Feather DB in Production: Deployment Patterns and Best Practices
Embedded, feather-serve daemon, or remote MCP — Feather DB runs wherever you need it. This guide covers namespace design, file management, compaction, memory optimization, cold-start tuning, bulk ingestion, Docker, monitoring, multi-tenant patterns, and disaster recovery.
Deployment modes
Feather DB ships three deployment modes. Pick one based on where your embedding logic lives and who needs to reach the index.
Embedded (single process)
The default mode. Your Python process opens a .feather file directly — no network hop, no daemon, sub-millisecond search latency. Use this for single-service backends, batch pipelines, and local development.
import feather_db as fdb
db = fdb.DB.open("memory.feather", dim=768)
db.add(vec, text="Alice prefers dark mode.", namespace="user-alice")
results = db.search(query_vec, k=5, namespace="user-alice")
db.save()
The file is created on first open and grown incrementally. You own the process lifecycle — save before exit.
feather-serve (local daemon)
Run feather-serve as a long-lived process. It exposes a REST API at /api/v1/, an MCP endpoint at /mcp, and the Atlas admin SPA at /admin/. Other services call HTTP instead of linking the library directly. Use this when multiple processes share one context store, or when you want the admin SPA for inspection.
GOOGLE_API_KEY=your-key feather-serve memory.feather \
--embed-provider gemini --dim 768 --port 7700
With --embed-provider, feather-serve handles embeddings server-side. Clients send raw text; Feather returns ranked memories. No embedding pipeline in your application code.
Remote MCP (network)
Connect Claude Desktop, Claude Code, or any MCP-compatible agent to a running feather-serve instance. The agent calls feather_search, feather_add, feather_context_chain, and 11 other tools as native MCP calls. Use this for persistent agent memory across conversations.

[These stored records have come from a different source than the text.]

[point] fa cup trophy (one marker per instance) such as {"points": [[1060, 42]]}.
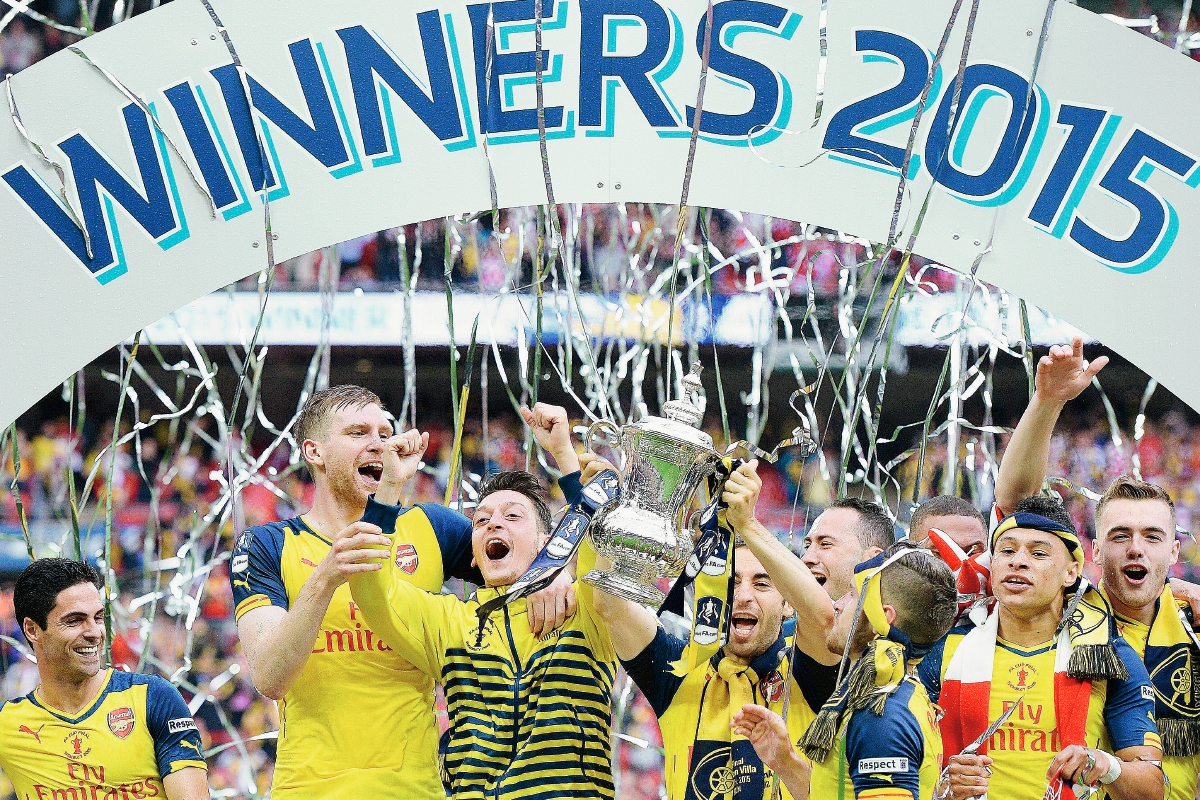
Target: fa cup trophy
{"points": [[665, 461]]}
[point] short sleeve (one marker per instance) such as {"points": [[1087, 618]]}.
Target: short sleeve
{"points": [[817, 681], [929, 671], [453, 530], [256, 571], [883, 753], [1129, 704], [651, 669], [177, 741]]}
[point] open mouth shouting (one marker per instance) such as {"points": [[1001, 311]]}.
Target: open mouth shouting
{"points": [[372, 473], [1017, 583], [743, 625], [496, 549], [88, 653], [1135, 573]]}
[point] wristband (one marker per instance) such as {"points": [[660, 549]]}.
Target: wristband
{"points": [[1114, 769]]}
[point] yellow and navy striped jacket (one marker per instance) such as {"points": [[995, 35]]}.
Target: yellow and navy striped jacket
{"points": [[528, 717], [133, 734]]}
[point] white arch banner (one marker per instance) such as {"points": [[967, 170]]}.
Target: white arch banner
{"points": [[369, 114]]}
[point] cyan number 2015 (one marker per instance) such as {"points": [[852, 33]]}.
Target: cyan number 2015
{"points": [[1055, 210]]}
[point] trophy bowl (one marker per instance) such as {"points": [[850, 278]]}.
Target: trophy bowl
{"points": [[665, 461]]}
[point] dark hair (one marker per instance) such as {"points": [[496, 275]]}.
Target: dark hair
{"points": [[1131, 488], [874, 527], [921, 587], [522, 482], [1047, 506], [946, 505], [313, 417], [40, 583]]}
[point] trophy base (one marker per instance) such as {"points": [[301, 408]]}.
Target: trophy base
{"points": [[619, 585]]}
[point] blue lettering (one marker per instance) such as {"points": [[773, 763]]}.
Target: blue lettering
{"points": [[1126, 179], [91, 170], [367, 58], [1085, 126], [322, 138], [977, 89], [598, 68], [840, 134], [199, 138], [760, 78], [496, 119]]}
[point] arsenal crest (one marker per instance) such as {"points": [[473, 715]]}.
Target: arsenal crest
{"points": [[407, 558], [773, 686], [120, 721]]}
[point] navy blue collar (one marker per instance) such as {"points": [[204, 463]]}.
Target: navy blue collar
{"points": [[762, 665]]}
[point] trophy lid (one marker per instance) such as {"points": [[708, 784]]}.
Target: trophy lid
{"points": [[687, 409], [682, 417]]}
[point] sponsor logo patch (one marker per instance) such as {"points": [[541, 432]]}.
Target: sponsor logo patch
{"points": [[77, 745], [407, 558], [1023, 677], [882, 765], [708, 620], [120, 721], [773, 686], [244, 540], [180, 725]]}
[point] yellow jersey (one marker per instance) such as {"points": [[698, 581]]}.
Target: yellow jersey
{"points": [[894, 756], [529, 717], [1121, 713], [359, 720], [702, 759], [1181, 770], [135, 733]]}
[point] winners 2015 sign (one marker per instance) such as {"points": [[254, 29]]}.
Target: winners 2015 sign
{"points": [[351, 116]]}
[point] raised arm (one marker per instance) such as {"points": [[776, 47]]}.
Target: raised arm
{"points": [[768, 735], [787, 572], [190, 783], [1061, 377], [552, 432]]}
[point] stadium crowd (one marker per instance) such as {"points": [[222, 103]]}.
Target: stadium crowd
{"points": [[183, 485]]}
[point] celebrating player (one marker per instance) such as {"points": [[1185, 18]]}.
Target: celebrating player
{"points": [[880, 721], [307, 642], [1078, 697], [529, 717], [89, 731], [847, 533], [703, 761], [1135, 546], [954, 517]]}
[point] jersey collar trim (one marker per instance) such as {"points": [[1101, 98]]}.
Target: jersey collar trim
{"points": [[303, 524], [60, 715], [1023, 651]]}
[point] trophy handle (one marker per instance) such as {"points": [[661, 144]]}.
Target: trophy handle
{"points": [[611, 433]]}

// claude_desktop_config.json
{
"mcpServers": {
"feather-memory": {
"url": "http://localhost:7700/mcp"
}
}
}
The three modes compose: in production you might run feather-serve in Docker (mode 2), accessed by your Python API via REST (mode 1 semantics over HTTP) and by Claude via MCP (mode 3).
Namespace design
Namespaces are hard tenant boundaries. Memories in "user-alice" are completely invisible to searches in "user-bob". Search latency scales with the number of memories in that namespace, not across all tenants — which is what makes a shared file practical at scale.
The standard pattern:
- namespace = tenant boundary — user_id, agent_id, org_id
- entity = topic group within a namespace — "preferences", "work-context", "current-project"
- attributes = secondary metadata — type, source, created_at, confidence
import feather_db as fdb
from datetime import datetime, timezone
db = fdb.DB.open("saas_memory.feather", dim=768)
def add_memory(user_id: str, text: str, category: str,
mem_type: str, importance: float = 1.0, vec=None):
if vec is None:
vec = embed(text)
mem = db.add(vec, text=text, namespace=user_id, entity=category)
mem.meta.importance = importance
mem.meta.set_attribute("type", mem_type)
mem.meta.set_attribute("created_at", datetime.now(timezone.utc).isoformat())
return mem
def search_memory(user_id: str, query: str,
category: str = None, k: int = 5):
return db.search(embed(query), k=k,
namespace=user_id, entity=category)
# One tenant per user_id — strict isolation, zero cross-contamination
add_memory("user-42", "Prefers Python for backend, TypeScript for frontend.",
category="preferences", mem_type="fact", importance=1.2)
add_memory("user-42", "Building a fintech SaaS, Series A in Q3.",
category="work-context", mem_type="fact", importance=1.5)
results = search_memory("user-42", "What stack does this user prefer?")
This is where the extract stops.